Having one subnet per broadcast domain is nice, but not always achievable with the equipment at hand. I wonder if it would work better if you used a single interface on the Linux box for both subnets? That's how I've always run multiple subnets and it seems to work ok? Having two interfaces on the same broadcast domain that aren't combined into an aggregate interface seems to be asking for trouble anyway?

Although, if it's just the Linux box and the NAS on 10/8 (or whatever), you could connect linux:eth2 to nas, perhaps? There's a lot about this particular network that hasn't been described.

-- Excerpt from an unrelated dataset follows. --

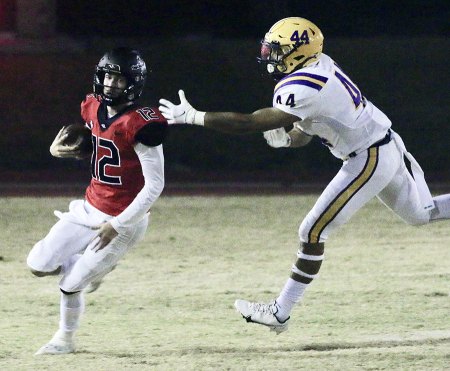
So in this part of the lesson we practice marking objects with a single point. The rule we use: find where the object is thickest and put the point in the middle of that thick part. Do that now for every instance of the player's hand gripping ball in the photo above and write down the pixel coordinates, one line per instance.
(72, 141)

So, roughly speaking, many of these problems arise because Linux is a weak end system in an RFC1122 sense (https://www.rfc-editor.org/rfc/rfc1122.html). This is by design, not a bug, etc -- the "meaning" is roughly that to Linux, IP addresses belong to the kernel, not the interfaces themselves. This is the right way to think about the problem.

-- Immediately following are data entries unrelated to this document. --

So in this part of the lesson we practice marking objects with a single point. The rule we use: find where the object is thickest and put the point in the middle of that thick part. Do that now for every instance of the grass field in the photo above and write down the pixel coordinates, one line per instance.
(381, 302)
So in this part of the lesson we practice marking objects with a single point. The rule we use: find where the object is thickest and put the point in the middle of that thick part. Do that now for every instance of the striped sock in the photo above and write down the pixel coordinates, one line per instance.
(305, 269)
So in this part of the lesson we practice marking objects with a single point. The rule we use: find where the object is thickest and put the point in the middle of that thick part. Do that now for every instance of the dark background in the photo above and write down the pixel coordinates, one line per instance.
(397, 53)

There are a number of features available to Make It Work The Way You Want but they're often nonobvious. As a sibling comment notes, you can set the arp_announce and arp_ignore (and arp_filter) sysctls to instruct the kernel to answer or not answer for arp requests based on interface specifics (the other arp_ sysctls are related to gratuitous arp sending and receipt).

As in this post, you can use the rp_filter sysctl to change the reverse path filtering (as in RFC3704).

Additionally, you can use iproute2 rules and route tables to enforce outbound paths if you want a node to have multiple interfaces on the same subnet without arp confusion.

I don't know if this is a typo in the article, but I didn't know that RP filtering would influence how ARP is working. I think it would be better to solve the problem at the root by asking Linux to be more like other OS with:

    sysctl -qw net.ipv4.conf.all.arp_announce=2
    sysctl -qw net.ipv4.conf.all.arp_ignore=1

There's also net.ipv4.conf.interface.arp_filter. I found it quite confusing to identify exactly which of all of these should be tweaked. I run arp_ignore=1 and arp_filter=1 on my router to avoid the behavior and it seems to work.

"How I learned to hack around my misuse of networking on my linux box"

A couple of weeks ago I had a customer router which wouldn't update its ARP table unless a system performed exactly the IPv4 Duplicate Address Detection "Probe" and "Announcement" steps defined in RFC-5227:


Even for failover of a cluster VIP, which is needlessly strict. That's the strangest ARP behaviour I've seen in a while.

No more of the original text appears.